The Rabbit could not claim to be a model of anything, for he didn't know that real rabbits existed; he thought they were all stuffed with sawdust like himself, and he understood that sawdust was quite out-of-date and should never be mentioned in modern circles. Even Timothy, the jointed wooden lion, who was made by the disabled soldiers, and should have had broader views, put on airs and pretended he was connected with Government. Between them all the poor little Rabbit was made to feel himself very insignificant and commonplace, and the only person who was kind to him at all was the Skin Horse.

The Skin Horse had lived longer in the nursery than any of the others. He was so old that his brown coat was bald in patches and showed the seams underneath, and most of the hairs in his tail had been pulled out to string bead necklaces.
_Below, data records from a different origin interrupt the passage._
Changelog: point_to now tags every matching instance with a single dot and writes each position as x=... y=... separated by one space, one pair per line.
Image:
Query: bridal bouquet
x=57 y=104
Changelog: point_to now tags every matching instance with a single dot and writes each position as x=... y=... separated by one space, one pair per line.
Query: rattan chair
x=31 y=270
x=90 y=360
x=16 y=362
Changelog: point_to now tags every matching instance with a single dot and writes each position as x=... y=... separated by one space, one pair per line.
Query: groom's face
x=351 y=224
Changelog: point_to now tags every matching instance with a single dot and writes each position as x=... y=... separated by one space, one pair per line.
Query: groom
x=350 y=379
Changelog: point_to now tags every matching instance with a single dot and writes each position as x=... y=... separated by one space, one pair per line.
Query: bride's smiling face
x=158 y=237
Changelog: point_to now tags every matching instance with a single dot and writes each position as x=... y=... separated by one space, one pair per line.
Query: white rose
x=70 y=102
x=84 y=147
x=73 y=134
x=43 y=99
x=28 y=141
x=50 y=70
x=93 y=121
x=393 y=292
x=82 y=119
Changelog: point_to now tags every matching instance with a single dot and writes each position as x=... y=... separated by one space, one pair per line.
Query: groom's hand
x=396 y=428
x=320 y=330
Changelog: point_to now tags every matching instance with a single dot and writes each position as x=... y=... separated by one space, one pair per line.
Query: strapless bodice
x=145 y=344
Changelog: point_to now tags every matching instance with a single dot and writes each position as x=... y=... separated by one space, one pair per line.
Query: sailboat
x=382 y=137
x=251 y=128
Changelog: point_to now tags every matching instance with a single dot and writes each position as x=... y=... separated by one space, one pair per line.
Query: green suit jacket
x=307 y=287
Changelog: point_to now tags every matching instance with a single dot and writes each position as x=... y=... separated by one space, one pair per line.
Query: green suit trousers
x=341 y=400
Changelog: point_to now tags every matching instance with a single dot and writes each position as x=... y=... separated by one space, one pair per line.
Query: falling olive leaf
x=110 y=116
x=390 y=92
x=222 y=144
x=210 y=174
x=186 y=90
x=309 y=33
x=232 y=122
He was wise, for he had seen a long succession of mechanical toys arrive to boast and swagger, and by-and-by break their mainsprings and pass away, and he knew that they were only toys, and would never turn into anything else. For nursery magic is very strange and wonderful, and only those playthings that are old and wise and experienced like the Skin Horse understand all about it.

«What is REAL?» asked the Rabbit one day, when they were lying side by side near the nursery fender, before Nana came to tidy the room. «Does it mean having things that buzz inside you and a stick-out handle?»

«Real isn't how you are made,» said the Skin Horse. «It's a thing that happens to you. When a child loves you for a long, long time, not just to play with, but REALLY loves you, then you become Real.»

«Does it hurt?» asked the Rabbit.

«Sometimes,» said the Skin Horse, for he was always truthful. «When you are Real you don't mind being hurt.»